The chemical composition and optical properties of particulate matter (PM) were characterized in an urban-industrial area of Nanjing, China, in January 2015, when heavily polluted periods frequently occurred. Only 30% of the days fulfilled the National Ambient Air Quality Standards of China. The average scattering and absorption coefficients at 532 nm during the polluted periods were 620 ± 320 Mm–1 and 102 ± 57 Mm–1. An increasing relative fraction of the large size PM during the polluted periods can be deduced from the variations of the scattering Ångström exponent, backscattering ratio, and asymmetry factor. The mean mass concentrations of NO3, SO42– and NH4+ in PM2.5 during the polluted periods were 32.87 ± 17.76 µg m–3, 23.6 ± 13.2 µg m–3, and 19.4 ± 10.1 µg m–3, respectively. NO3, SO42– and NH4+ were the dominant water-soluble ions (WSIs) and accounted for 87% of the total ion concentration.
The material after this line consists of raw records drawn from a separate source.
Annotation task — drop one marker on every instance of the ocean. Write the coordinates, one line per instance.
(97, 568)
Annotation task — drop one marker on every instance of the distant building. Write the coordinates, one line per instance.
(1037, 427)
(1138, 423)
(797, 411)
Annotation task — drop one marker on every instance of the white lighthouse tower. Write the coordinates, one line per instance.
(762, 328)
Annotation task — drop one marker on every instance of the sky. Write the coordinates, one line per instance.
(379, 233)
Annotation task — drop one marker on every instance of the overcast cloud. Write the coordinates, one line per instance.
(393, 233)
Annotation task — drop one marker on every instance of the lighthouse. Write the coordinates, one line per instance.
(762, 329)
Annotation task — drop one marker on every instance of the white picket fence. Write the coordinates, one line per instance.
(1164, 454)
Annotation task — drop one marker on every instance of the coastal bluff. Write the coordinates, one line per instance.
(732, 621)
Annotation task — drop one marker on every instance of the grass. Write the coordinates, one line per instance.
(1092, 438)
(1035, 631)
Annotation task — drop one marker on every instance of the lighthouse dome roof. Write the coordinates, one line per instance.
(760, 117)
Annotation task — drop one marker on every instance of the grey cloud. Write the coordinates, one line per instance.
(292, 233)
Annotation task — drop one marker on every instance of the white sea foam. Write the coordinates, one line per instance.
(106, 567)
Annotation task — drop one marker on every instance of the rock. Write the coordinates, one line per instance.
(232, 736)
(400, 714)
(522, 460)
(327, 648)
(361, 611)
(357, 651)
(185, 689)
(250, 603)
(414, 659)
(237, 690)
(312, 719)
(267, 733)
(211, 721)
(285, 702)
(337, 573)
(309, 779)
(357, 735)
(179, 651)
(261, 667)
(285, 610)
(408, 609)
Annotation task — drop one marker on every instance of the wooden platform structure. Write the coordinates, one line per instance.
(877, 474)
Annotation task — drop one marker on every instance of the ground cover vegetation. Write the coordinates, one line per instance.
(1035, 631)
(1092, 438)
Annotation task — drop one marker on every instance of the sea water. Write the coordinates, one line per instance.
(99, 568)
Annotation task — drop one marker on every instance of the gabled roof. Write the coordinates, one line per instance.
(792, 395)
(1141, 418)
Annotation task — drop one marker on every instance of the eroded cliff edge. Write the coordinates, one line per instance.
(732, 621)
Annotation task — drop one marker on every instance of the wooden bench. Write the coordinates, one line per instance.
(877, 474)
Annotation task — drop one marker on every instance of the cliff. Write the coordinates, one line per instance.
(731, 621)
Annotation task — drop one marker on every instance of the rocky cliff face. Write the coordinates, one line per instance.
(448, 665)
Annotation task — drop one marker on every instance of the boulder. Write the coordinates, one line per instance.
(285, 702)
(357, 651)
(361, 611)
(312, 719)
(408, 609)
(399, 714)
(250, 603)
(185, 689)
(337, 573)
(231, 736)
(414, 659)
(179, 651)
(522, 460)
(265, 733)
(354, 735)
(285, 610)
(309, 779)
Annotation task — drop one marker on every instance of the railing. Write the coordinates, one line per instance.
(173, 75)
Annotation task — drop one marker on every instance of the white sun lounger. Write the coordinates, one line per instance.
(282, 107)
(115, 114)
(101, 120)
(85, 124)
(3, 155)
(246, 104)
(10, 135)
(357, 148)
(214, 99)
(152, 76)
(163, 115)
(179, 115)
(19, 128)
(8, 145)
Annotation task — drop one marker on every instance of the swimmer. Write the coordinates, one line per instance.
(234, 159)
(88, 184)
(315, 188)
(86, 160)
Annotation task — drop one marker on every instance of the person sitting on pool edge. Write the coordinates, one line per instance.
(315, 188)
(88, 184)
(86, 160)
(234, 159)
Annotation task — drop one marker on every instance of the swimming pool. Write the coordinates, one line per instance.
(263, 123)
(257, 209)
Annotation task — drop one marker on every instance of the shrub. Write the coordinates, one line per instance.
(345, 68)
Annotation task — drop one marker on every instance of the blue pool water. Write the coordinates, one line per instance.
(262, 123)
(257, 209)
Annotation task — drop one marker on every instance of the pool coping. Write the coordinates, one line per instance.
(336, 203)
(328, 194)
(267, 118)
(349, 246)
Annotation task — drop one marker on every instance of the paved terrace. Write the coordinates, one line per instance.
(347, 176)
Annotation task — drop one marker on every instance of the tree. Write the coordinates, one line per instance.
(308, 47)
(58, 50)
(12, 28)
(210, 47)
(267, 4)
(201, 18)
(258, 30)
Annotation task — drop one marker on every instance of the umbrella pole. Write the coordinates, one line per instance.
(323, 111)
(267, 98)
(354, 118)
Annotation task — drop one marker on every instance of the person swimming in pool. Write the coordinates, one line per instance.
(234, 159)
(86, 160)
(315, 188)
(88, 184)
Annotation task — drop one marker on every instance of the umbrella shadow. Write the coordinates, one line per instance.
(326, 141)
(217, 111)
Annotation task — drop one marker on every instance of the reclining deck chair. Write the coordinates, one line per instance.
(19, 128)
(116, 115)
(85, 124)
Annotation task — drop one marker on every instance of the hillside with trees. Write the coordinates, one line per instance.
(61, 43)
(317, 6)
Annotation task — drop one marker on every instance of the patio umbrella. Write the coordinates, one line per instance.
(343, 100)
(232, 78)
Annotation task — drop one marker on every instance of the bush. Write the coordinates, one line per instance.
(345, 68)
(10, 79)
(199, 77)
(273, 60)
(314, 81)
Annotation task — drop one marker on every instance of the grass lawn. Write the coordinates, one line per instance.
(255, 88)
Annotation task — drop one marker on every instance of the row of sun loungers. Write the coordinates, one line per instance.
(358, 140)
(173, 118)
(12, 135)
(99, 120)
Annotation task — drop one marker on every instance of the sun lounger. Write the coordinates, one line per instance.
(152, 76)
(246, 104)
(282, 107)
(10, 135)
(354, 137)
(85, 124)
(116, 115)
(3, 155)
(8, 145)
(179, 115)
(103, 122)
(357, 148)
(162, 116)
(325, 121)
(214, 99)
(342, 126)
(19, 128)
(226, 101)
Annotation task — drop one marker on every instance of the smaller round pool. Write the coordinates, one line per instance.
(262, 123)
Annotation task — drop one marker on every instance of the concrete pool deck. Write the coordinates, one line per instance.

Nitrate and organic matter (OM) dominated the aerosol composition during the polluted periods. The averaged organic carbon/elementary carbon ratios during the polluted and the cleaner periods were 3.6 and 4.3, respectively, consistent with a mix of primary emissions and secondary organic aerosol formation. Organic matter and ammonium nitrate (AN) were the dominant species contributing to light extinction during the polluted periods, contributing values of 159 ± 63 Mm–1 and 156 ± 91 Mm–1, respectively.


Keywords: Air pollution; Aerosol chemical composition; Aerosol optical properties; Atmospheric extinction.